Rather than viewing this overlap of protected area and indigenous territory as a threat, Tzeltal, Chol, and Lacandon Maya communities see the Montes Azules reserve as a buffer against outside threats to their land. Some 75,400 people (2002) live in the reserve mainly engaged in local agriculture.
The Biosphere Reserve is the northernmost distribution boundary for a great number of biota proceeding from the Pleistocene refuges of Polochic in Guatemala and Chiriqui in Panama. It contains relevant species such as Lacandonia schismatica and is the last refuge for vulnerable species such as the Scarlet Macao (Ara macao).
The area contains the greatest amount of biodiversity in Neotropical Mexico: it covers 16% of the national territory and includes 20% of the country’s plant diversity, with approximately 4,300 species; 25% of the bird species, with 345 species and 27% of the mammals, with 114 species.

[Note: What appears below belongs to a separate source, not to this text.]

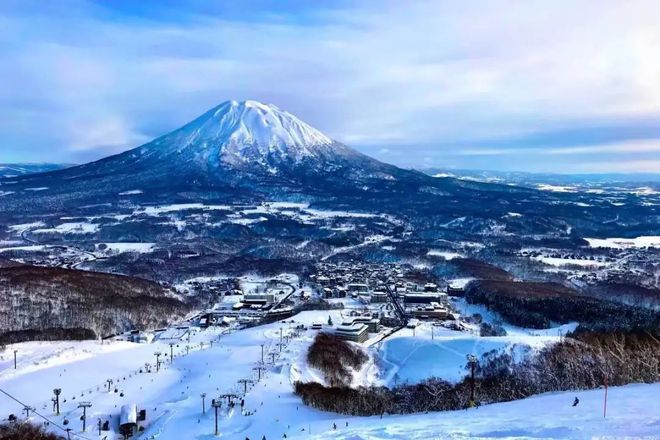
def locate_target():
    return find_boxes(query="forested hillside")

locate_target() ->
[0,266,187,342]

In terms of invertebrates, for butterflies alone its 800 daytime species represent 44% of the total for Mexico. A new family of fish have been recorded in the area: the Lacantunidae.
It is the habitat of a species endemic to Mesoamerica, Baird´s Tapir (Tapirus bairdii), of rare species such as the Harpy Eagle (Harpia harpija) and of such emblematic species such as the Jaguar (Phantera onca), Geoffroy’s Spider Monkey (Ateles geoffroyi), the Mexican Black Howler Monkey (Alouata pigra), Morelet’s Crocodile (Crocodylus moreletii), Kapok (Ceiba pentandra) and Mahogany (Swetenia macrophylla).